Анискин сидел, ссутулившись, потом едва уловимо вздохнул, зашарил пальцами по домотканой скатерти, того, чего искал, не нашел и опять притих. Душная стояла тишина, но где-то смеялись ребятишки, поплескивала вода, погуживал в деревьях майский ветер; над вихрастой головой Луки растопыривались серебряные солнечные лучи, вползали в кухню, высветляя календарь с красным числом, журнальную фотографию Красной площади и написанное детским почерком расписание уроков.
- Вот чудной! - приглушенно сказал Лука. - В пол смотрит, губа скучная, глаз вялый… Эх, Федор, Федор, вот я за то двадцать два года и молчу, что ты человек шибко совестливый… Я ведь знаю, чего ты сегодня такой шальной!

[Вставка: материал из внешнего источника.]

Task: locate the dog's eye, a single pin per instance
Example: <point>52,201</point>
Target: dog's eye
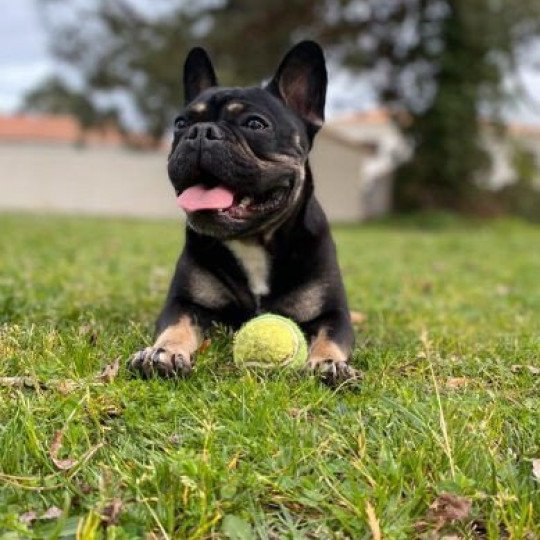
<point>255,122</point>
<point>180,122</point>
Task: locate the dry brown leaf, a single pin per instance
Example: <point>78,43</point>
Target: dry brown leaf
<point>111,512</point>
<point>52,513</point>
<point>536,468</point>
<point>373,522</point>
<point>447,508</point>
<point>457,382</point>
<point>28,517</point>
<point>358,318</point>
<point>63,464</point>
<point>204,345</point>
<point>21,382</point>
<point>110,371</point>
<point>533,370</point>
<point>89,332</point>
<point>66,386</point>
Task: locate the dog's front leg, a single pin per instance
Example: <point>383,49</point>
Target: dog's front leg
<point>332,341</point>
<point>179,335</point>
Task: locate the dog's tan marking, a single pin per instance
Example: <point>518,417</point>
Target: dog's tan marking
<point>323,349</point>
<point>235,107</point>
<point>205,289</point>
<point>181,338</point>
<point>304,303</point>
<point>199,107</point>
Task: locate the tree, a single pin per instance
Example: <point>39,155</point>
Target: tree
<point>54,96</point>
<point>436,64</point>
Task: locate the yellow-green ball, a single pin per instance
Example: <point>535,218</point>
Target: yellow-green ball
<point>270,341</point>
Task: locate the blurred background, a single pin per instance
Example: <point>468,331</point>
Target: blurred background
<point>432,104</point>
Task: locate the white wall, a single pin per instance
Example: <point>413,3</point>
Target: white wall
<point>89,180</point>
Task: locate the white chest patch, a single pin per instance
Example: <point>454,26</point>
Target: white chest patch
<point>254,260</point>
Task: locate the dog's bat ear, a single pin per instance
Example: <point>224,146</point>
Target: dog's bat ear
<point>300,82</point>
<point>199,74</point>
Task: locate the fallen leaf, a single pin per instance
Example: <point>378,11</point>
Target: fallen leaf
<point>502,290</point>
<point>536,468</point>
<point>52,513</point>
<point>457,382</point>
<point>21,382</point>
<point>204,345</point>
<point>89,332</point>
<point>63,464</point>
<point>66,386</point>
<point>110,371</point>
<point>111,512</point>
<point>28,517</point>
<point>358,318</point>
<point>447,508</point>
<point>516,368</point>
<point>373,522</point>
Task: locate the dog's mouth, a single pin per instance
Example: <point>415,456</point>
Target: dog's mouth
<point>224,202</point>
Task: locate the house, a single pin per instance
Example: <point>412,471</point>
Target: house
<point>48,164</point>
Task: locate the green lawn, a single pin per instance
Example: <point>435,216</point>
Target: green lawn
<point>452,308</point>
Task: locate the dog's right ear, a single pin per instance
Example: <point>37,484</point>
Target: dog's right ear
<point>199,74</point>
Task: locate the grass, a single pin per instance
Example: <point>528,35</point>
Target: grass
<point>451,306</point>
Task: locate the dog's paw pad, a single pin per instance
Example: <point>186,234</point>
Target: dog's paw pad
<point>334,372</point>
<point>157,361</point>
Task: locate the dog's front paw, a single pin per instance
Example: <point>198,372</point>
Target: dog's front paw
<point>159,361</point>
<point>333,372</point>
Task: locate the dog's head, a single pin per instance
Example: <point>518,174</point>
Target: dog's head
<point>238,159</point>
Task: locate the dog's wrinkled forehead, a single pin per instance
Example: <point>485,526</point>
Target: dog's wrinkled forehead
<point>228,103</point>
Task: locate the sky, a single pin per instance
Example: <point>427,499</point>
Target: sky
<point>24,61</point>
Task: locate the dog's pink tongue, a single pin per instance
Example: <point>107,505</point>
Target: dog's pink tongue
<point>199,198</point>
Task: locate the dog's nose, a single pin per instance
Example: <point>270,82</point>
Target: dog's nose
<point>205,130</point>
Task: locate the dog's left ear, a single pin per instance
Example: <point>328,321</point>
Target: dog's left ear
<point>300,82</point>
<point>199,74</point>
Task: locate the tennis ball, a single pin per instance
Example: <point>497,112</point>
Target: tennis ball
<point>270,341</point>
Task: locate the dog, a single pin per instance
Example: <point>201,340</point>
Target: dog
<point>257,239</point>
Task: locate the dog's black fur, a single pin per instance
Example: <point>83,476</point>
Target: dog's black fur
<point>275,252</point>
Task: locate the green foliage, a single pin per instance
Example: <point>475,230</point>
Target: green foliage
<point>229,453</point>
<point>435,64</point>
<point>54,96</point>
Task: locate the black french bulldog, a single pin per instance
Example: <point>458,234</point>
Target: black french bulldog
<point>257,240</point>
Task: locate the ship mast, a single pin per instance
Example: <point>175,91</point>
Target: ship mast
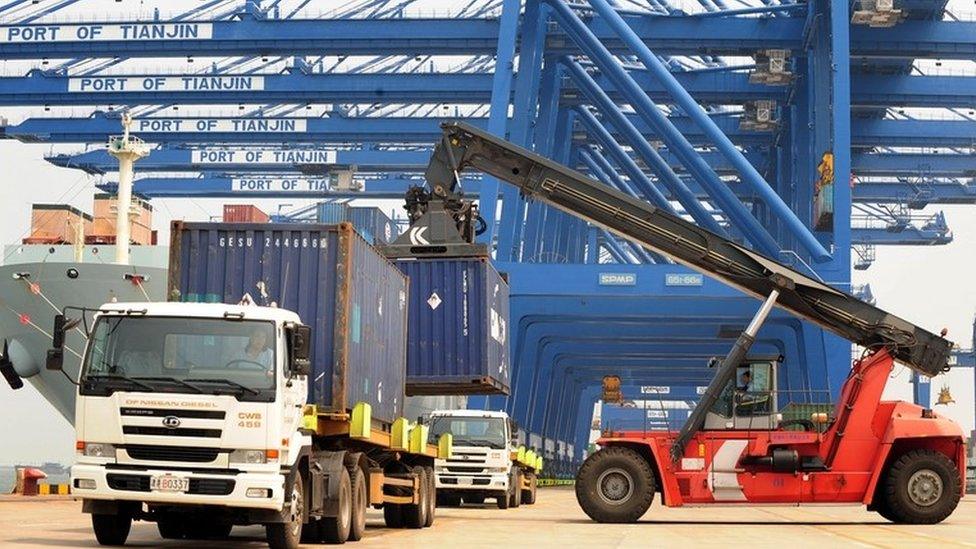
<point>127,149</point>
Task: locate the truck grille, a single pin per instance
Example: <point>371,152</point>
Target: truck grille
<point>167,432</point>
<point>198,486</point>
<point>157,412</point>
<point>172,453</point>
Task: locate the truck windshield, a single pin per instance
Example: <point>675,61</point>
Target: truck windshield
<point>471,431</point>
<point>184,355</point>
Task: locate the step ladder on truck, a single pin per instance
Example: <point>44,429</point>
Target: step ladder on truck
<point>899,459</point>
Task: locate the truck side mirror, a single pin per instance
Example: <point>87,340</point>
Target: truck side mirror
<point>299,346</point>
<point>55,355</point>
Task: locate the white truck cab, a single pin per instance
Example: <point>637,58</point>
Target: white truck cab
<point>485,460</point>
<point>188,415</point>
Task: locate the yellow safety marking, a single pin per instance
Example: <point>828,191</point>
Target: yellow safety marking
<point>445,446</point>
<point>362,419</point>
<point>400,438</point>
<point>418,439</point>
<point>310,417</point>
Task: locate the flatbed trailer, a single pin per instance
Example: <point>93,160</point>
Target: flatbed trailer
<point>902,460</point>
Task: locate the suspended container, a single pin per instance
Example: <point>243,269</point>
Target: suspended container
<point>374,225</point>
<point>353,298</point>
<point>458,329</point>
<point>332,212</point>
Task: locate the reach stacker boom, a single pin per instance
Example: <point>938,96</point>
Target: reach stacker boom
<point>901,460</point>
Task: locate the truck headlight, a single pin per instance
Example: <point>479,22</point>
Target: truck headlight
<point>248,456</point>
<point>99,449</point>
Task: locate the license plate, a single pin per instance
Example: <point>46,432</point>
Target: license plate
<point>169,483</point>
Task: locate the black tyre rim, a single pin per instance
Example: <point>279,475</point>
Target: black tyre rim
<point>925,487</point>
<point>615,486</point>
<point>296,508</point>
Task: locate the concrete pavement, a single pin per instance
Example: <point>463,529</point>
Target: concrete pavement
<point>555,521</point>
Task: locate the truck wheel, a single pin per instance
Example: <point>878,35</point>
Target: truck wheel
<point>393,515</point>
<point>111,529</point>
<point>288,535</point>
<point>515,491</point>
<point>448,500</point>
<point>360,500</point>
<point>170,528</point>
<point>415,515</point>
<point>502,500</point>
<point>921,487</point>
<point>335,529</point>
<point>615,485</point>
<point>528,496</point>
<point>431,496</point>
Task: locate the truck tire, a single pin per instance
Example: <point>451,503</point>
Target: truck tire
<point>415,514</point>
<point>501,500</point>
<point>360,500</point>
<point>288,535</point>
<point>111,529</point>
<point>448,500</point>
<point>431,497</point>
<point>393,515</point>
<point>528,496</point>
<point>515,490</point>
<point>335,530</point>
<point>615,485</point>
<point>170,527</point>
<point>921,487</point>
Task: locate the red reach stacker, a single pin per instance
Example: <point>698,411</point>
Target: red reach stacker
<point>899,459</point>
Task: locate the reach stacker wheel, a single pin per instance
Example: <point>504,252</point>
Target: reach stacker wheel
<point>615,485</point>
<point>920,487</point>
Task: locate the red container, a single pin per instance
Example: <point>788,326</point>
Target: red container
<point>244,213</point>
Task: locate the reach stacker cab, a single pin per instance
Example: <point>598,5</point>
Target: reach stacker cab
<point>902,460</point>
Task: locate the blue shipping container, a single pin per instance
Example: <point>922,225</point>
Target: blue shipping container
<point>354,299</point>
<point>458,329</point>
<point>374,225</point>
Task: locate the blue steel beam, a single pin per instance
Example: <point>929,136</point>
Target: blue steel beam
<point>676,141</point>
<point>337,129</point>
<point>917,165</point>
<point>248,35</point>
<point>280,160</point>
<point>40,87</point>
<point>691,108</point>
<point>637,142</point>
<point>387,185</point>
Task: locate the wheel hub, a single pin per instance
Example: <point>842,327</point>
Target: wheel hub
<point>925,487</point>
<point>615,486</point>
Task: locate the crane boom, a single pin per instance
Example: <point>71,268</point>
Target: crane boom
<point>464,147</point>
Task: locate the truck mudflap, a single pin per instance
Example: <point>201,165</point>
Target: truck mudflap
<point>324,470</point>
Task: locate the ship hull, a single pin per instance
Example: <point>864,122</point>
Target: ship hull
<point>32,293</point>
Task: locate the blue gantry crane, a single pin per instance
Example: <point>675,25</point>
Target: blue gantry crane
<point>811,131</point>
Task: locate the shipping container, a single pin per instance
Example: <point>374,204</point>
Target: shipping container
<point>458,330</point>
<point>244,213</point>
<point>354,299</point>
<point>374,225</point>
<point>332,212</point>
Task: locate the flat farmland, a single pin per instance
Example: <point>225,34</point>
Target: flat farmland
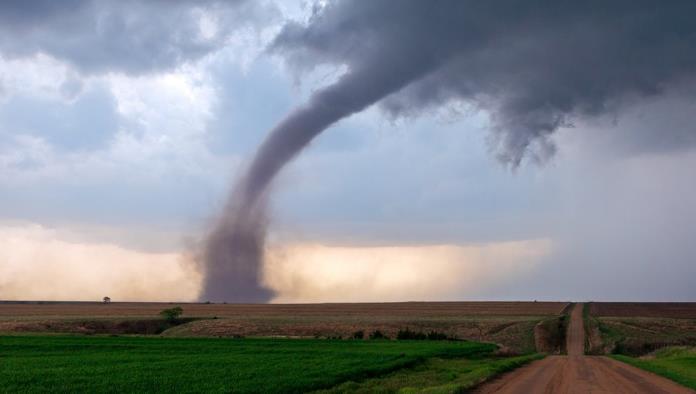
<point>639,328</point>
<point>510,324</point>
<point>14,310</point>
<point>675,310</point>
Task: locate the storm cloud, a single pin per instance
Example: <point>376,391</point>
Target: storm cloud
<point>534,67</point>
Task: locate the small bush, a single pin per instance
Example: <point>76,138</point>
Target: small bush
<point>433,335</point>
<point>172,314</point>
<point>407,334</point>
<point>377,334</point>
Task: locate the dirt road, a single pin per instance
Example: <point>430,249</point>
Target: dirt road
<point>577,373</point>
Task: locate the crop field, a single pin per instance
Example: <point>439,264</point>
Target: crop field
<point>153,364</point>
<point>508,323</point>
<point>675,310</point>
<point>637,329</point>
<point>676,363</point>
<point>43,310</point>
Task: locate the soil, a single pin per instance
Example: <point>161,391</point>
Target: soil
<point>577,373</point>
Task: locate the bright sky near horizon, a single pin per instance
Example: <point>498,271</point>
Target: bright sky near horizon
<point>117,153</point>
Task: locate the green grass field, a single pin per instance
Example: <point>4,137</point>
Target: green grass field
<point>141,364</point>
<point>676,363</point>
<point>436,375</point>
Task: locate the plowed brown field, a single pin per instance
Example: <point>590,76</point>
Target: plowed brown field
<point>508,323</point>
<point>17,310</point>
<point>675,310</point>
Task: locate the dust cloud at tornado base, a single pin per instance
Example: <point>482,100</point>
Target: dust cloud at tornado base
<point>533,67</point>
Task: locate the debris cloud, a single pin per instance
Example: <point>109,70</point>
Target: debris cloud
<point>533,66</point>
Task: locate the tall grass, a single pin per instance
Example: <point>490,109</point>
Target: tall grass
<point>68,364</point>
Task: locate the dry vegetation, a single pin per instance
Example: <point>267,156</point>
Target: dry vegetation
<point>508,323</point>
<point>639,328</point>
<point>675,310</point>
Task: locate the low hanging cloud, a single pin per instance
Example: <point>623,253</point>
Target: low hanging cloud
<point>315,272</point>
<point>133,37</point>
<point>40,263</point>
<point>534,67</point>
<point>43,263</point>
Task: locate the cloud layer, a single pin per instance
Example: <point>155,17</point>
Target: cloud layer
<point>534,66</point>
<point>132,37</point>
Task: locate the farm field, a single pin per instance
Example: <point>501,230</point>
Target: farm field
<point>635,329</point>
<point>508,323</point>
<point>676,363</point>
<point>152,364</point>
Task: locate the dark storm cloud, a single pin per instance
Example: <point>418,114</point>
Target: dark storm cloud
<point>127,36</point>
<point>534,66</point>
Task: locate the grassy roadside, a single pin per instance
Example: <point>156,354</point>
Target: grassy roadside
<point>436,375</point>
<point>676,363</point>
<point>153,364</point>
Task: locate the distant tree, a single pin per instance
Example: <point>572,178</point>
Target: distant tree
<point>172,314</point>
<point>377,334</point>
<point>359,334</point>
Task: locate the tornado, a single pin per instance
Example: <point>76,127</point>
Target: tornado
<point>234,250</point>
<point>532,67</point>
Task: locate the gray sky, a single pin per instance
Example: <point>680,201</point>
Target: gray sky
<point>121,129</point>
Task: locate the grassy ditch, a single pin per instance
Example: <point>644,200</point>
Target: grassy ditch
<point>550,335</point>
<point>437,375</point>
<point>639,336</point>
<point>675,363</point>
<point>95,364</point>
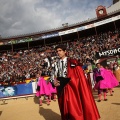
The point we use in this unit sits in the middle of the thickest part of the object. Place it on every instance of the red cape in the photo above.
(76, 101)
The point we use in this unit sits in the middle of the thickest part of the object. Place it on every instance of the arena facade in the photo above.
(110, 21)
(80, 38)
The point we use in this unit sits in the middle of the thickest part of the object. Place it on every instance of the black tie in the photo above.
(62, 68)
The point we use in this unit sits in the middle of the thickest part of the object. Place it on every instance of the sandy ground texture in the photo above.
(29, 109)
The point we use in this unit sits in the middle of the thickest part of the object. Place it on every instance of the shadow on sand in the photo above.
(116, 103)
(48, 114)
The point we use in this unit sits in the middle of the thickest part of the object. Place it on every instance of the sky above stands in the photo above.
(27, 16)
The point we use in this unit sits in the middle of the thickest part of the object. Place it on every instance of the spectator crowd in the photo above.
(25, 64)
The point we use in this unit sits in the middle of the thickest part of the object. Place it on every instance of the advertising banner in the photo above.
(103, 22)
(67, 31)
(16, 90)
(24, 40)
(108, 53)
(81, 28)
(50, 35)
(89, 26)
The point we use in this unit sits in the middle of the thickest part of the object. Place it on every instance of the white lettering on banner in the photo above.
(50, 35)
(81, 28)
(89, 26)
(109, 52)
(103, 22)
(68, 31)
(116, 18)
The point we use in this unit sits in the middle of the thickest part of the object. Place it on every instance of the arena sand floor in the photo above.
(22, 109)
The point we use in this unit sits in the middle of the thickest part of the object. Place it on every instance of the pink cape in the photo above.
(44, 87)
(52, 90)
(109, 80)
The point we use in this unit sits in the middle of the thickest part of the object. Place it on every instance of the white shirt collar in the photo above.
(65, 59)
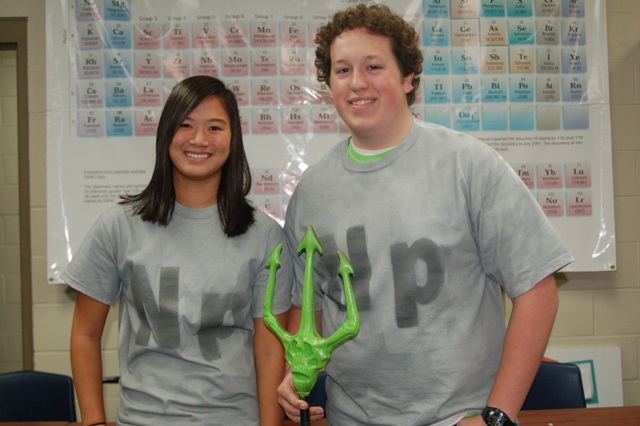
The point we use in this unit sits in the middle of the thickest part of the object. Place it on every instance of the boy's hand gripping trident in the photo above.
(307, 352)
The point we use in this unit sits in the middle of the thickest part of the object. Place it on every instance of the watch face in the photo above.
(495, 417)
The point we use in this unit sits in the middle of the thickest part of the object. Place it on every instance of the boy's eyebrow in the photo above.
(368, 57)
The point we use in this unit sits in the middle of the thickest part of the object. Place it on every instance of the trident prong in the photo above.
(307, 352)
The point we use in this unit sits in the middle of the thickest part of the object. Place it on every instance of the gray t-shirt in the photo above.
(188, 295)
(434, 231)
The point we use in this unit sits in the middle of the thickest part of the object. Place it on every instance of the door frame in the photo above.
(13, 36)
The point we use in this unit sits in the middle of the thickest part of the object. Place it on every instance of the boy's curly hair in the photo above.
(376, 19)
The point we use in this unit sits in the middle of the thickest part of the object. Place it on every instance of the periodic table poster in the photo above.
(527, 77)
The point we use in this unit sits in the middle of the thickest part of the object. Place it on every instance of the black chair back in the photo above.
(556, 385)
(34, 396)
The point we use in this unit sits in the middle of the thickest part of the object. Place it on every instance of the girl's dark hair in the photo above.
(156, 202)
(376, 19)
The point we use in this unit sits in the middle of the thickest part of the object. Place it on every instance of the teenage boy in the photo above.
(436, 226)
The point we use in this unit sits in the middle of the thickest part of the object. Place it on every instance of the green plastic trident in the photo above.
(307, 352)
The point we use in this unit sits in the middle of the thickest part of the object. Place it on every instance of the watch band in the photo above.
(493, 416)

Семенов встал, тоже подошел к окну, уперся лбом в стекло, точно так, как прежде Анискин, стоял он и видел то же самое - как с шелестом течет Обь в берегах, как кривится осокорь на берегу, темнеет банька. И так же долго, как Анискин, стоял Лука у окна - притихнув, затаившись.
- Тебя двадцать два года то мучает, что мы Серафима Голдобина не уберегли! - совсем тихо сказал Лука. - Ты двадцать два года себя за то казнишь, что думаешь: «Вот не послал бы я Серафима в те кустики, он бы живой остался!» Так ведь, Федор?
- Так!
- Он бы сам в те кустики пошел! - после длинной паузы сказал Лука. - Только из них-то и можно было увидеть, где они есть, танки. Что, я неправду говорю?
- Не знаю, Лука, не знаю.
Под Орлом, под Орлом теперь были Лука и Анискин. Изгибалась Ока круто, как тетива, белела церковка на сердцевинке города, горел вокзал. И уходил налево, в рощицу, Серафим Голдобин; все шел и шел, а потом не стало его - фонтаном вздыбилась земля, сверкнуло, загрохотало. Не было Серафима Голдобина! И пробивался сквозь землю на краю воронки сухой стебелек полынь-травы.
- Вот за то я молчу двадцать два года, - сказал Лука, - что ты, Федор, ничего не забываешь. Другой, он плохое забывает, а ты - нет.
Лука вернулся на место, усмехнувшись, с хрустом съел огурец. А участковый медленно поднимал голову - вот исподлобья посмотрел на своего дружка, вот улыбнулся краешками губ, вот негромко спросил:
- Ты о чем молчишь, Лука?
- А о том, что ты человек шальной! - сердито ответил Лука. - Вот ты помнишь тот день, когда мы Сосновку брали?
- Ну, помню…
Он помнил, конечно. И сожженные дома, что косо бежали по увалу, и большой сарай за околицей, возле которого, словно швейная машинка у старательного портного, ровно и длинно потрескивал станковый пулемет, и голубое облачко в небе не по-сибирски высоком и тепловатом на вид, хотя пушистый снег таял на ладони. И помнил, конечно, как два немца ходили по голубому снегу, сами голубые от чистых отблесков. Не больше пяти метров было до них, и было видно, какое ясное и молодое лицо у первого немца. И мысль свою помнил Анискин, ту мысль, что пришла в голову, когда секунда оставалась до того, как он должен был беззвучно прыгнуть на спину немцу. «У фрицев по отчеству не зовут, - подумал он тогда, - это только у нас, русских, есть отчество».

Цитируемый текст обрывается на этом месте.